A retiring police executive was honored Wednesday for the role he’s had in “fostering better communication between the Anniston community and local law enforcement.”
That phrase was on the plaque presented to Anniston police Chief Shane Denham by members of the Anniston Police Citizen Advisory Committee during a brief ceremony at Justin Sollohub Justice Center.
Committee chair David Baker said that because Denham plans to retire in June, members of the group felt the need to recognize him for his role in starting the committee years ago.
“He has called on us and we have called on them to do a lot,” Baker said. “The community at large is better off with him when we had him and we’re going to miss him.”
Denham said the award came as a pleasant surprise, and he thanked the committee for it. He said he and member General Jackson and Baker were longtime friends of his and he expects they’ll be friends after he retires.
“David has always been a cool head and a steady rock in the community,” Denham said.
According to Denham, the committee was founded in 2014. Denham said the United States Department of Justice recommends all “progressive” police departments have groups like the committee.

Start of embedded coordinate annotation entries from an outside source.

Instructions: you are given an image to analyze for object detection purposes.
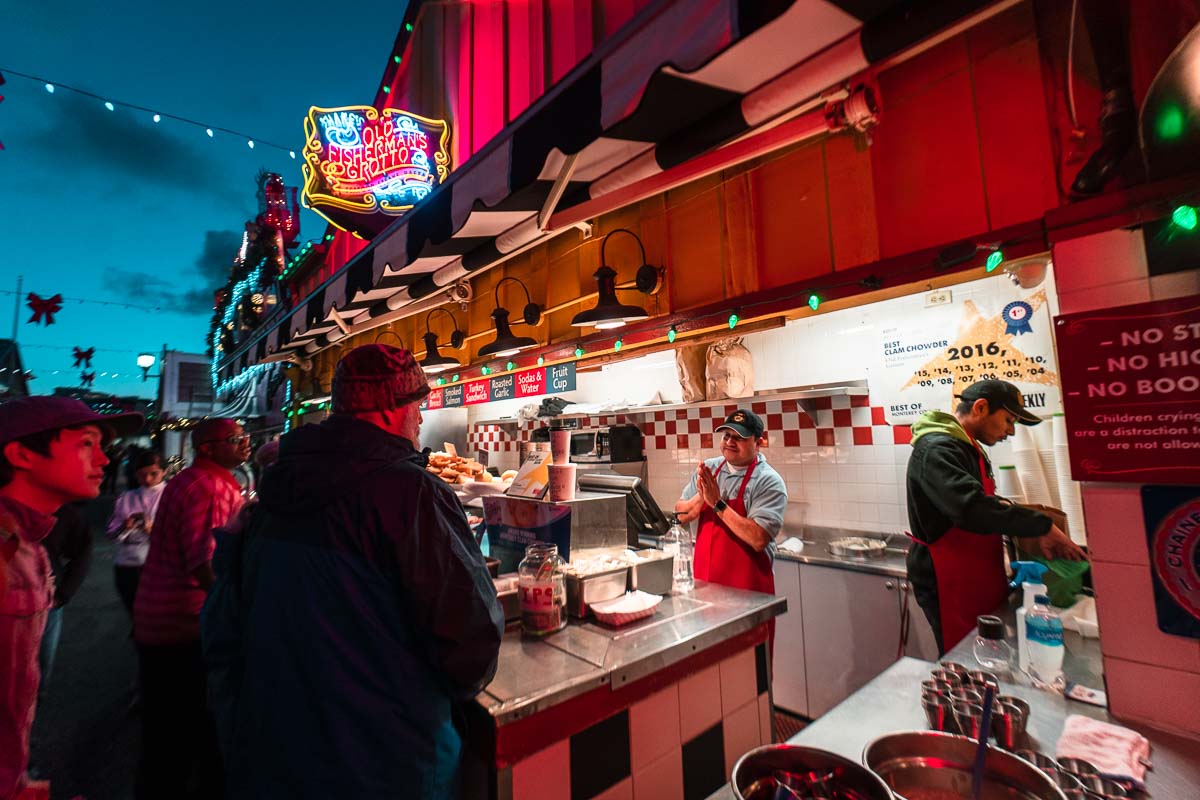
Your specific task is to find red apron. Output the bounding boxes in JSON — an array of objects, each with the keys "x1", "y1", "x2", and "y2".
[
  {"x1": 692, "y1": 459, "x2": 775, "y2": 646},
  {"x1": 913, "y1": 444, "x2": 1008, "y2": 651}
]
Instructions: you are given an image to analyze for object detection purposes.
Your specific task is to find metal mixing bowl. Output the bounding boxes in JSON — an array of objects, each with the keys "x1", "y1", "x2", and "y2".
[
  {"x1": 730, "y1": 745, "x2": 895, "y2": 800},
  {"x1": 863, "y1": 730, "x2": 1066, "y2": 800}
]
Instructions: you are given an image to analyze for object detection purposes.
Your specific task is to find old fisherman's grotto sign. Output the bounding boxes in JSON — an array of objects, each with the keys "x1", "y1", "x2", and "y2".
[{"x1": 304, "y1": 106, "x2": 450, "y2": 233}]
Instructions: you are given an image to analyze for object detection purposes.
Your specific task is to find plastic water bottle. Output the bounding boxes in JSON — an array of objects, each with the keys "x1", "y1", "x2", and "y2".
[
  {"x1": 662, "y1": 515, "x2": 696, "y2": 594},
  {"x1": 1025, "y1": 595, "x2": 1064, "y2": 691}
]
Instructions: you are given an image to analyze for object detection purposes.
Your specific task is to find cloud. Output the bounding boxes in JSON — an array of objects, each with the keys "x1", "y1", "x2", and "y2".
[
  {"x1": 103, "y1": 230, "x2": 241, "y2": 317},
  {"x1": 8, "y1": 91, "x2": 244, "y2": 207}
]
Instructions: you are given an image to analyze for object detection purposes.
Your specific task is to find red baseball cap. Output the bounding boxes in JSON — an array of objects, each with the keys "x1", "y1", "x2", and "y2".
[{"x1": 0, "y1": 395, "x2": 143, "y2": 446}]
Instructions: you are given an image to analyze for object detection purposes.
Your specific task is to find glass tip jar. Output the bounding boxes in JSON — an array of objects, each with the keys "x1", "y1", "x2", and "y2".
[{"x1": 517, "y1": 542, "x2": 566, "y2": 636}]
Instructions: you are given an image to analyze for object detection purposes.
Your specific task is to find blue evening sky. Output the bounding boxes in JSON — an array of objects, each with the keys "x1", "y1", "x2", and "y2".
[{"x1": 0, "y1": 0, "x2": 406, "y2": 397}]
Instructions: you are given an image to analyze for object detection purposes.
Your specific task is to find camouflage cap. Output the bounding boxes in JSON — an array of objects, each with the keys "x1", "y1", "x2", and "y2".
[{"x1": 332, "y1": 344, "x2": 430, "y2": 414}]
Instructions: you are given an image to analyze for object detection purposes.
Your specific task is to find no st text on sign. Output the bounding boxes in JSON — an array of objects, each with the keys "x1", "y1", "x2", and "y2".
[{"x1": 1055, "y1": 295, "x2": 1200, "y2": 483}]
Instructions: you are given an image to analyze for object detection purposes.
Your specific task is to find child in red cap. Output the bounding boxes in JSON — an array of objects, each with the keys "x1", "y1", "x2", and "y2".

Baker said Denham worked with former Mayor Vaughn Stewart and former city manager Brian Johnson to get the group started.
Since then, Denham said, the committee’s impact on Anniston has “all been positive.” He said the committee has acted as a liaison between the department and worked to dispel rumors or conflicts between officers and the public.
He said the committee has held plenty of meetings, all open to the public, at places such as the police station, municipal court and every community center in the city..
“That has been an outlet for them to come to,” Denham said.
Denham said there have been times where he’s invited committee members to view body cam footage of an incident and make judgements on how the situation was handled.
“That has been very helpful,” Denham said.
Denham was a veteran of the department, nearly 18 years, when he was named chief in March 2013 at age 42. He began his law enforcement career as a deputy with the Calhoun County Sheriff’s Office in 1992, working in the jail there until he took a job as a patrol officer with the Anniston Police Department in 1995.